My initial thought was to use the sphinxcontrib-confluencebuilder package, which is a Sphinx extension that translates Sphinx documents into the Confluence wiki format. I had previously used it to push some JavaScript documentation to our Confluence server and it worked fairly well. However, the package does not support the new Confluence .adf wiki format, and because all my user stories and design specs were in this new format I wasn’t thrilled about pushing a bunch of older looking technical docs alongside them. Not only that, but I found the PDFs from Sphinx significantly easier to read than the ones generated from Confluence.

Solution

I remembered Confluence has a RESTful API which you could use to query page content. And, not only could you query it, but you could get the content itself in its pure HTML glory. This is especially nice because converting to HTML to RST is easy (and reliable) with Pandoc.

So I figured I’d try:

Querying the pages I needed using the Confluence REST API
Convert the HTML of those pages into RST using Pandoc
Dump the files into my Sphinx source/ directory

Luckily this was all easy to do in a quick Bash script:

prepare.sh:

#!/bin/bash

for cmd in jq pandoc; do
    if ! command -v $cmd &> /dev/null
    then
        echo "$cmd not installed; install and run again"
    fi
done

function pull_confluence_page {
    space="$1"
    title="$2"
    outfile="$3"
    
    # Encode title for URL
    title_url=$(printf %s "$title" | jq -sRr @uri)

    curl -u $CONFLUENCE_USERNAME:$CONFLUENCE_API_KEY \
        -X GET \
        "https://kgoettler.atlassian.net/wiki/rest/api/content?spaceKey=${space}&title=${title_url}&expand=body.view" \
        --header 'Accept: application/json' \
        --header 'Content-Type: application/json' \
        | jq -r '.results[0].body.view.value' \
        | pandoc --wrap=none -f html -o $outfile
        
    # Prepend the title of the page as a chapter header to the RST file
    title_len=$(echo $title | wc -c)
    title_underline=$(printf "%${title_len}s" | sed 's/ /*/g')
    echo -e "${title}\n${title_underline}\n" | cat - $outfile > temp && mv temp $outfile

}

pull_confluence_page "Space 1" "User Story 1" source/user_story_1.rst
pull_confluence_page "Space 1" "User Story 2" source/user_story_2.rst
...

With this script written, all I had to do was call it from my Sphinx Makefile (I added a condition where the Confluence documents are only fetched if I’m actually building the docs):

%: Makefile
	@if [ "$@" != "clean" ]; then\
		bash ./prepare.sh;\
	fi
	@$(SPHINXBUILD) -M $@ "$(SOURCEDIR)" "$(BUILDDIR)" $(SPHINXOPTS) $(O)

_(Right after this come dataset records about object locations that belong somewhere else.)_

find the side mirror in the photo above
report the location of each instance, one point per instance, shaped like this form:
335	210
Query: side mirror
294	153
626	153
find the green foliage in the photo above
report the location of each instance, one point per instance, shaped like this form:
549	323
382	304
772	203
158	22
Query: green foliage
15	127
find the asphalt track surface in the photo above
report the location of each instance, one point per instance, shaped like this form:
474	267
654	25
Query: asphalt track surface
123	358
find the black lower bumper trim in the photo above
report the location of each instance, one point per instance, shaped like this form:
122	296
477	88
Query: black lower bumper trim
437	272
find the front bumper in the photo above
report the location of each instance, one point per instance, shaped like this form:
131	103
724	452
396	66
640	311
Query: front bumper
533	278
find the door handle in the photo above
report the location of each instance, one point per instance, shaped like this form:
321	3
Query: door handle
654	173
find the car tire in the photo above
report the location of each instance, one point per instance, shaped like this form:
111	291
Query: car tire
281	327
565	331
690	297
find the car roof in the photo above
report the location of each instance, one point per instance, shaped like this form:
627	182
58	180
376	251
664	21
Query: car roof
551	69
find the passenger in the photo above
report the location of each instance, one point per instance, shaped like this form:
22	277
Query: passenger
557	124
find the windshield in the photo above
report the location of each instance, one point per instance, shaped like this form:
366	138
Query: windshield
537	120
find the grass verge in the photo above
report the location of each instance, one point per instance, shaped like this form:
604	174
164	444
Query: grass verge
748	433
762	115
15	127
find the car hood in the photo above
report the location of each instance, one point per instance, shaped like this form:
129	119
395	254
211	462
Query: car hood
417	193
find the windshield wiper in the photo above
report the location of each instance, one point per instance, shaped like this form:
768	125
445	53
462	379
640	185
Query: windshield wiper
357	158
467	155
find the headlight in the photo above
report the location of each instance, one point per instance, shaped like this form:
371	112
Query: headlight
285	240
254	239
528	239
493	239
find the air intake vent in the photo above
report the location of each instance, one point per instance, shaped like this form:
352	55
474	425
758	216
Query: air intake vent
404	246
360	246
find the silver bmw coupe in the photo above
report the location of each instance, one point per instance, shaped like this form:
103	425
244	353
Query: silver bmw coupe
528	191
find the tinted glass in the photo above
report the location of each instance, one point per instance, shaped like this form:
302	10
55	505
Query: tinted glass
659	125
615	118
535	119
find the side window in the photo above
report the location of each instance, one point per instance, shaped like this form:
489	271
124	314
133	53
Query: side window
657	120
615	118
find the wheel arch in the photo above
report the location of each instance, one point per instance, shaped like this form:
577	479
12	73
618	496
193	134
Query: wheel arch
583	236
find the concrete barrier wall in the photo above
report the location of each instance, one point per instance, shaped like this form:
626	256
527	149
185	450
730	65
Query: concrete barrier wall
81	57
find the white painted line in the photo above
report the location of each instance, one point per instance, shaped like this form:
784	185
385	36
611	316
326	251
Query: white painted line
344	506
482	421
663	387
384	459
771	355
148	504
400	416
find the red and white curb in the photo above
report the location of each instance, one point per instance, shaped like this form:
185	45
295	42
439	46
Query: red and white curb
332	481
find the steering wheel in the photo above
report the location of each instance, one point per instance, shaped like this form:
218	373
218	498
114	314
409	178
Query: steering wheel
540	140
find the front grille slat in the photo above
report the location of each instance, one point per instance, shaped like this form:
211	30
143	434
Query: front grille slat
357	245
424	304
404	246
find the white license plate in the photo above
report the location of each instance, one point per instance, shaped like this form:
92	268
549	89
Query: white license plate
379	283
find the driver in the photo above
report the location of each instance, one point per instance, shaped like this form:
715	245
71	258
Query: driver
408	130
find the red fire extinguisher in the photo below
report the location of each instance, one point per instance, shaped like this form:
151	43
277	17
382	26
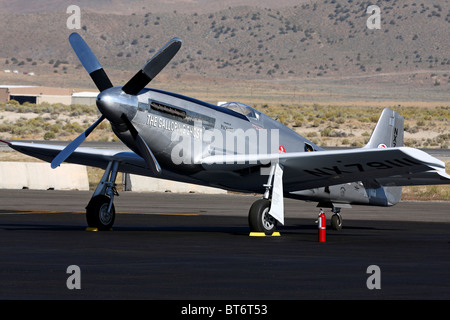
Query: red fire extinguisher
322	226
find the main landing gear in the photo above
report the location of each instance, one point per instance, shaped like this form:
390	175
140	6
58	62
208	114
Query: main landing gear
100	212
259	218
265	213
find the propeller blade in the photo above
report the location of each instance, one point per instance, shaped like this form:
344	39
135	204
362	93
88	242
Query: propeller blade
148	155
70	148
90	62
143	147
152	67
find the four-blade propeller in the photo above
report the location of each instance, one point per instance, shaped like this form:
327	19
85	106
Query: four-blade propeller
132	87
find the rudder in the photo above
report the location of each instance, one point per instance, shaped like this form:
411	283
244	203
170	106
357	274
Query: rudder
388	132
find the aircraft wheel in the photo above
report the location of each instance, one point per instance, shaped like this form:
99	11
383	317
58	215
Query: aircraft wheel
97	213
259	218
336	222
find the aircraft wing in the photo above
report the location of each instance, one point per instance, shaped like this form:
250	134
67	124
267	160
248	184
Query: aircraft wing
129	161
401	166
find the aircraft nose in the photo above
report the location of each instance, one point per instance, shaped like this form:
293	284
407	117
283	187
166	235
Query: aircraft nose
113	103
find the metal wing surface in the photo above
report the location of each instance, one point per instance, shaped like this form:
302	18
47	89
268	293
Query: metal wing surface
129	161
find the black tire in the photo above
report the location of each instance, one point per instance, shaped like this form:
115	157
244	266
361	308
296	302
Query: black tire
336	222
96	213
259	219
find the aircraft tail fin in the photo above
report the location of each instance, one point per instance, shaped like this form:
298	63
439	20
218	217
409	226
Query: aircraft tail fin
388	132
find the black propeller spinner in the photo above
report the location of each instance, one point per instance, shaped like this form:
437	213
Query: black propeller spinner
104	102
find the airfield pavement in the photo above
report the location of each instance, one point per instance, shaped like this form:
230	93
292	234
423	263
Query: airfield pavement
189	247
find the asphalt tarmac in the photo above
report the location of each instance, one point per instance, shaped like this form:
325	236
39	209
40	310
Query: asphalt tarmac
197	247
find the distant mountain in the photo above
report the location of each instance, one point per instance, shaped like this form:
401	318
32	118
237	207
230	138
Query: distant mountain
262	40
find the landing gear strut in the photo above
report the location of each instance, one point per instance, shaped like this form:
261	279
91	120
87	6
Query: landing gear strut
262	213
100	212
259	218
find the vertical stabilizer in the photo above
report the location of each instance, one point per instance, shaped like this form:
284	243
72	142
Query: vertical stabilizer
388	132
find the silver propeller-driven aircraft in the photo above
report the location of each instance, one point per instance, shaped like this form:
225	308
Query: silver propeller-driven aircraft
233	147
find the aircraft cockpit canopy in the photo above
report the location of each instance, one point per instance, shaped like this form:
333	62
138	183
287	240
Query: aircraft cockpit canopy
243	109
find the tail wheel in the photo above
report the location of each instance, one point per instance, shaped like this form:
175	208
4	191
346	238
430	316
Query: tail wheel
97	214
259	218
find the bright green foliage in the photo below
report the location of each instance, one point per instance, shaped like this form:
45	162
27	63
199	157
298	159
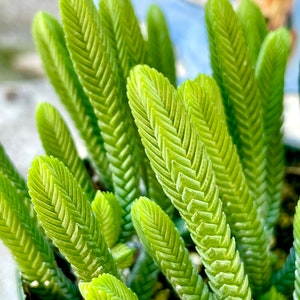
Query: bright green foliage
160	49
30	247
66	215
108	212
202	100
123	255
50	42
8	170
96	66
106	287
270	77
185	173
254	27
272	294
208	156
163	243
233	71
58	142
285	277
143	276
296	294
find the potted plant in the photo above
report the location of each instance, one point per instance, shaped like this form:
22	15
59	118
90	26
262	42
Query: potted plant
194	170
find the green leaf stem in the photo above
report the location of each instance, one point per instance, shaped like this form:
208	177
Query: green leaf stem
234	73
96	65
204	105
162	241
160	48
66	215
108	212
106	287
144	276
254	27
185	171
270	74
50	42
30	248
58	142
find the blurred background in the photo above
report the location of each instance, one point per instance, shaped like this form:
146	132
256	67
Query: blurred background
23	83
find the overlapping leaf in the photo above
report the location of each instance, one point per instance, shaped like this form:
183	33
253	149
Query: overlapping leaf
144	276
163	243
66	215
126	44
270	74
30	247
205	109
107	287
233	71
108	213
254	26
284	278
184	170
96	66
58	142
160	48
8	170
51	44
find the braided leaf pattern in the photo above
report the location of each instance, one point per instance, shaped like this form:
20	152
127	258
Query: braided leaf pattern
164	244
143	276
50	42
296	233
270	74
160	48
184	170
284	278
254	27
29	247
96	66
205	109
106	287
125	41
58	142
233	71
8	170
108	212
66	215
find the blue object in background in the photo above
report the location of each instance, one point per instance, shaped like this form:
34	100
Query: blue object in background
187	29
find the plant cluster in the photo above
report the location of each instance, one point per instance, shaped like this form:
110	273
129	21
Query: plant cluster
189	170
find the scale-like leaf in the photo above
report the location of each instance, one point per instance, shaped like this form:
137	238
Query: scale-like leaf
234	73
108	212
96	66
126	43
67	217
143	276
8	170
50	42
296	233
160	48
106	287
270	74
123	255
205	109
29	247
164	244
284	278
185	171
254	26
125	33
58	142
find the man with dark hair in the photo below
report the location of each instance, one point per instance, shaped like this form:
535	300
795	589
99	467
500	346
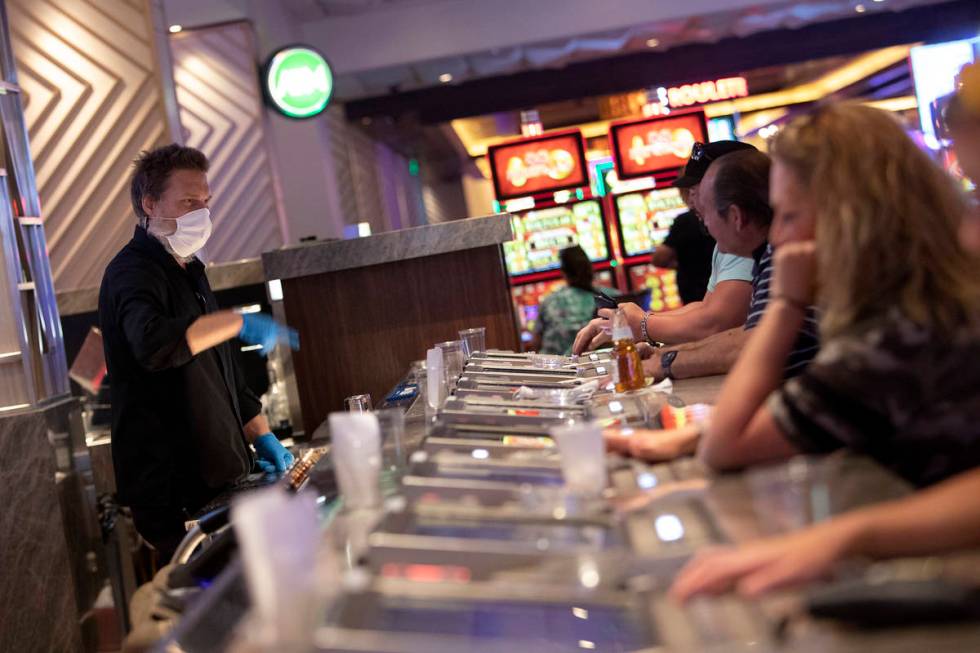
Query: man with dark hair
688	248
726	300
566	310
183	419
735	208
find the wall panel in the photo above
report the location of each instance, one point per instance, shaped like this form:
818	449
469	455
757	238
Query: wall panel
92	100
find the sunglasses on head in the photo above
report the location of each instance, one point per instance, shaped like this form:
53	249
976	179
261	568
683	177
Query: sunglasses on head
700	153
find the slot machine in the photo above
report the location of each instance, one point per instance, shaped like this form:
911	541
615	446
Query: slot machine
543	182
648	155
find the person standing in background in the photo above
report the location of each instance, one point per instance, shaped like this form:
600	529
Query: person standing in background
568	309
687	249
184	423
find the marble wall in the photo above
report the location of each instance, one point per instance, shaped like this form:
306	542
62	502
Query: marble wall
37	589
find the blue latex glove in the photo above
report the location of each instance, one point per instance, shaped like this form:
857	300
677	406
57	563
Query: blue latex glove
273	457
259	329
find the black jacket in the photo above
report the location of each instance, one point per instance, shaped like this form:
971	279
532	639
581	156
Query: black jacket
177	436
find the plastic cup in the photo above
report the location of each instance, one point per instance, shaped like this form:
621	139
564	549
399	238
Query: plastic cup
358	403
583	458
355	448
391	422
474	340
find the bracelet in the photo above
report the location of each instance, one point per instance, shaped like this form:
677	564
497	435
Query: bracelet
643	329
795	303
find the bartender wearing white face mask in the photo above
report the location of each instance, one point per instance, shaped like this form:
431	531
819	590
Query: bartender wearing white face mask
184	424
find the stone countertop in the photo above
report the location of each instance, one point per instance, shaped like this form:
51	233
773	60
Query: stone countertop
244	272
331	256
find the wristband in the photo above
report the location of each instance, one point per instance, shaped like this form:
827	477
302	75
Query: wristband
643	329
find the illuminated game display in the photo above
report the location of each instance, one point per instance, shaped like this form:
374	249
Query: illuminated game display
645	218
544	164
540	236
644	148
528	297
662	283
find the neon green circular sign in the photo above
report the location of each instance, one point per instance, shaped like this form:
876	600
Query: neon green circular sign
298	81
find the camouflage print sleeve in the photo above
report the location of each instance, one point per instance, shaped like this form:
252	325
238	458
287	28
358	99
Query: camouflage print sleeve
836	401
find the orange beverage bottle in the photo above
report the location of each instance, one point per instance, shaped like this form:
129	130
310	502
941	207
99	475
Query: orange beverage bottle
627	366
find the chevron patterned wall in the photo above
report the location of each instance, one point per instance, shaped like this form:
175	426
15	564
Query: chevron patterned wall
92	101
221	114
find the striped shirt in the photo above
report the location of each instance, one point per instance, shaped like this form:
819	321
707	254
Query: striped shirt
807	343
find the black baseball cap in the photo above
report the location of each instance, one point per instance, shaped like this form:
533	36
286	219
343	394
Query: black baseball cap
701	157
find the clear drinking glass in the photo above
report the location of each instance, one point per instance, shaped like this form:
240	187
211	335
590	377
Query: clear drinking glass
474	340
358	403
391	422
583	458
452	361
355	449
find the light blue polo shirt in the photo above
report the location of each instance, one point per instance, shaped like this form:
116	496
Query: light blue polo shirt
729	267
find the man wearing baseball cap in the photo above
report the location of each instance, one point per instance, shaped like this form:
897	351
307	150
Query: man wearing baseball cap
960	123
729	292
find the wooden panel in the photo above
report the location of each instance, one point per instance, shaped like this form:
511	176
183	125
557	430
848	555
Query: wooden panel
360	329
92	100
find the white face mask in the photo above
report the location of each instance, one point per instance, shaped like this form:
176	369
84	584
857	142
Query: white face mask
192	232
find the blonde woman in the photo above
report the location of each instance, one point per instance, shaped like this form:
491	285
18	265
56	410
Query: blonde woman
898	376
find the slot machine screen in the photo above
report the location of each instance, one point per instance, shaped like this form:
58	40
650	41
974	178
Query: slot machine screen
664	295
541	234
527	297
645	218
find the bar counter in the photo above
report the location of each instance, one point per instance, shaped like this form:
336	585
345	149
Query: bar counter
741	506
365	306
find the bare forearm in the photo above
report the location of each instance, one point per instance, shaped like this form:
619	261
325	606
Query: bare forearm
684	325
934	520
713	355
757	372
211	330
255	427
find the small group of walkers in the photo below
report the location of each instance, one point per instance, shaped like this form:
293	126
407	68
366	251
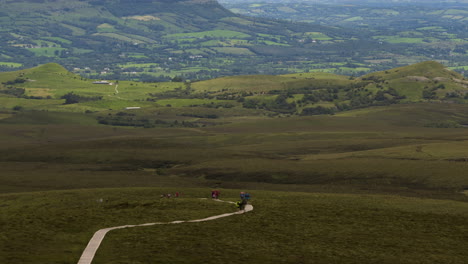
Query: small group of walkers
244	196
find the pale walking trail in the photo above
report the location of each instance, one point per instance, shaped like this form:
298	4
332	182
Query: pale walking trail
93	245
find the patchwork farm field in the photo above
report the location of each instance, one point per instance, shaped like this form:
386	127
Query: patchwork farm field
377	184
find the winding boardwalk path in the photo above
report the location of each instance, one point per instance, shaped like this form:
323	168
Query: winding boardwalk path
93	245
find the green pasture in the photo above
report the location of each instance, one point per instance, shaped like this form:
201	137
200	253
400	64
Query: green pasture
234	51
189	102
211	34
46	52
11	64
55	226
58	39
319	229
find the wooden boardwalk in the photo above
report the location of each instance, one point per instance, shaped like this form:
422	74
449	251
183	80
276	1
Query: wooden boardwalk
93	245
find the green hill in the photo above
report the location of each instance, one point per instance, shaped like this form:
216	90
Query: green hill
157	39
51	87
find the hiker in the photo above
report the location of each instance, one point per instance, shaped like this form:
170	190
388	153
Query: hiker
242	195
241	205
215	194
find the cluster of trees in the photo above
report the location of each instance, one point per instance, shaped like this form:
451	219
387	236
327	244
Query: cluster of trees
72	98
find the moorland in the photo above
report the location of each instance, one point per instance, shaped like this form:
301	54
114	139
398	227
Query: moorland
368	169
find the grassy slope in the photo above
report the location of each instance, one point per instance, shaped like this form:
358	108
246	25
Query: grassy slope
363	153
283	228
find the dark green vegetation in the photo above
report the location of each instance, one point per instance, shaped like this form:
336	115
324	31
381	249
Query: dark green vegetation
50	87
381	183
159	40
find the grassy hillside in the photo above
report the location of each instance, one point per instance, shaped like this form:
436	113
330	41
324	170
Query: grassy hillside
370	183
164	39
51	88
284	227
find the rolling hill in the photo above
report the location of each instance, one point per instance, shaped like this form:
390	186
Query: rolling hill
173	37
382	182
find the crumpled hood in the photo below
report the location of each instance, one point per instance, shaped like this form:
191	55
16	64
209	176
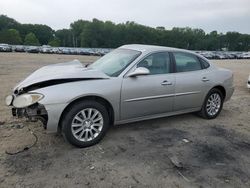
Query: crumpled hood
73	70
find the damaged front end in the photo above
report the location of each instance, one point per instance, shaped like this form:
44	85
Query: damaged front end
27	106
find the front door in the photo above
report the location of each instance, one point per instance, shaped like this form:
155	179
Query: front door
149	94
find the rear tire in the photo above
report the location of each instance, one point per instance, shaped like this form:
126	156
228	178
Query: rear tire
212	104
85	123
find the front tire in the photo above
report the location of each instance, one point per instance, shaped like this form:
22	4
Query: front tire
212	105
85	123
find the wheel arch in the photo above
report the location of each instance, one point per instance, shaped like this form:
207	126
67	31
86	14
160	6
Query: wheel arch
222	89
99	99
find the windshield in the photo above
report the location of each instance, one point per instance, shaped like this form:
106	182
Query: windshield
115	62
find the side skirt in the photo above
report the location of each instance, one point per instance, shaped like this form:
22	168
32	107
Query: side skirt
157	116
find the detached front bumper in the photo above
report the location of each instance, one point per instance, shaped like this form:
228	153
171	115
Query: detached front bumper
34	112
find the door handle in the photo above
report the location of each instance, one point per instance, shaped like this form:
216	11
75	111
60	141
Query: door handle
166	83
204	79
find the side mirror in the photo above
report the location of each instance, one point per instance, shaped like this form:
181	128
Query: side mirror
139	71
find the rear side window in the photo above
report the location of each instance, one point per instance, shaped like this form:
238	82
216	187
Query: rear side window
157	63
186	62
204	63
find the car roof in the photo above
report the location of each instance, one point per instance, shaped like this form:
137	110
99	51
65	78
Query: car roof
151	48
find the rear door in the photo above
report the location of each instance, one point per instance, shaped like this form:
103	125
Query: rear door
191	81
149	94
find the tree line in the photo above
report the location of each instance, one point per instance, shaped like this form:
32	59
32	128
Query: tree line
99	34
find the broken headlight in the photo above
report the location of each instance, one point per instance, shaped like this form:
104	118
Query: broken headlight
9	100
27	99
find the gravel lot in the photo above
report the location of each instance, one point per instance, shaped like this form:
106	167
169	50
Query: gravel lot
216	153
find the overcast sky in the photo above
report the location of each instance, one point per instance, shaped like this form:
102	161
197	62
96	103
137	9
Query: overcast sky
209	15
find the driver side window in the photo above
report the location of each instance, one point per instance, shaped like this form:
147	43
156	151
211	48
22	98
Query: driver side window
157	63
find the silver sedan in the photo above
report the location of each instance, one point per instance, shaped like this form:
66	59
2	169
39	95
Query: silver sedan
131	83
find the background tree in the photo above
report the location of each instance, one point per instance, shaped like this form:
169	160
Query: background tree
10	36
30	39
97	33
55	42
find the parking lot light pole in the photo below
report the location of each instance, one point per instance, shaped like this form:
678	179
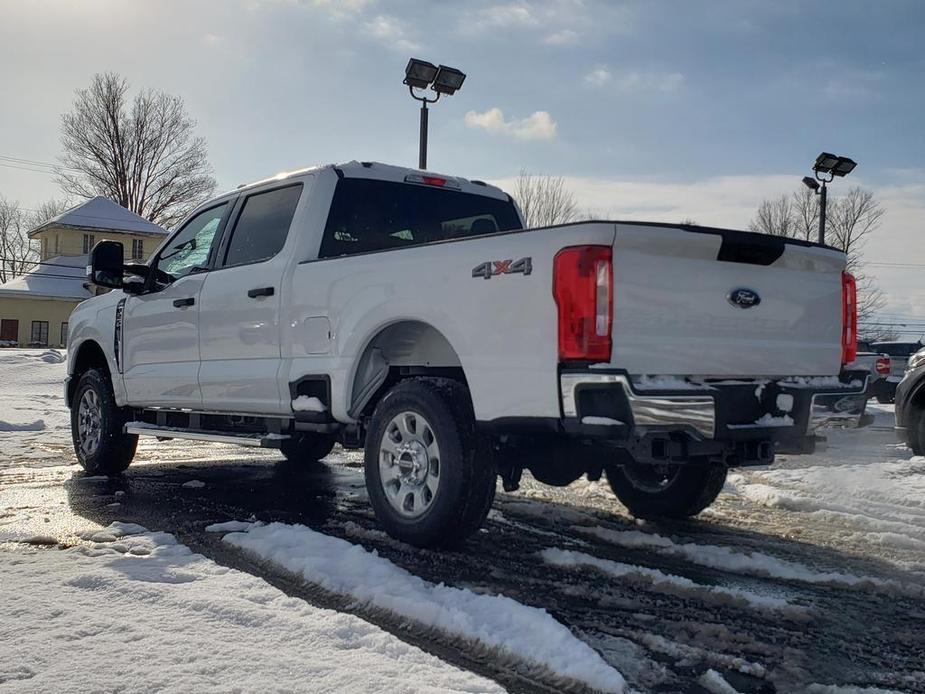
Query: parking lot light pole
419	74
826	168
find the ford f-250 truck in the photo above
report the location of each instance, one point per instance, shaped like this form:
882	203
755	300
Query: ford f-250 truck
411	314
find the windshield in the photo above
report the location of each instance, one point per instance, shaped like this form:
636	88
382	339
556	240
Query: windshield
368	215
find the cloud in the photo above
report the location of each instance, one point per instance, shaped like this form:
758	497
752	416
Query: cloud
538	126
503	16
598	77
634	80
391	33
561	38
336	9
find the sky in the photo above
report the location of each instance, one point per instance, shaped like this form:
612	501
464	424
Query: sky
658	110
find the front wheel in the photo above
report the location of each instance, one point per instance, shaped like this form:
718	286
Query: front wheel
430	483
96	427
666	491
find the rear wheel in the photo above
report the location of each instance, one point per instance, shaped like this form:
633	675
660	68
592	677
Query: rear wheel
917	431
430	483
308	448
96	426
666	491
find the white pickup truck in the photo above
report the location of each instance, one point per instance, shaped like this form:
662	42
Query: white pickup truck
410	314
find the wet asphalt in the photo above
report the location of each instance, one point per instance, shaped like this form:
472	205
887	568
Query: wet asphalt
662	640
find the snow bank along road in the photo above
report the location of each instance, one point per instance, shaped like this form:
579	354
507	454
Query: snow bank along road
807	576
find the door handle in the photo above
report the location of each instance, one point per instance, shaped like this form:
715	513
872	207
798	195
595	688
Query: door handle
260	291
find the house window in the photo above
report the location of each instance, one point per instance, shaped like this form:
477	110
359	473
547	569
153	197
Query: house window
39	333
9	332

and make sure another file in my source/ folder linked to them

designs.rst:

Design Documents
================

User stories and design documents for all tools may be found at the links below

.. toctree::
   :maxdepth: 2
   
   user_story_1
   user_story_2

Results

Obviously I can’t share the documents I produced for the customer, but I can say the results were surprisingly good. Pandoc did a fantastic job converting the Confluence HTML to RST. After building everything into a PDF document with Sphinx, the Confluence-derived pages are indistinguishable from those derived from my handwritten RST.

If you have Confluence docs that you want to integrate with Sphinx documents, give the above a try.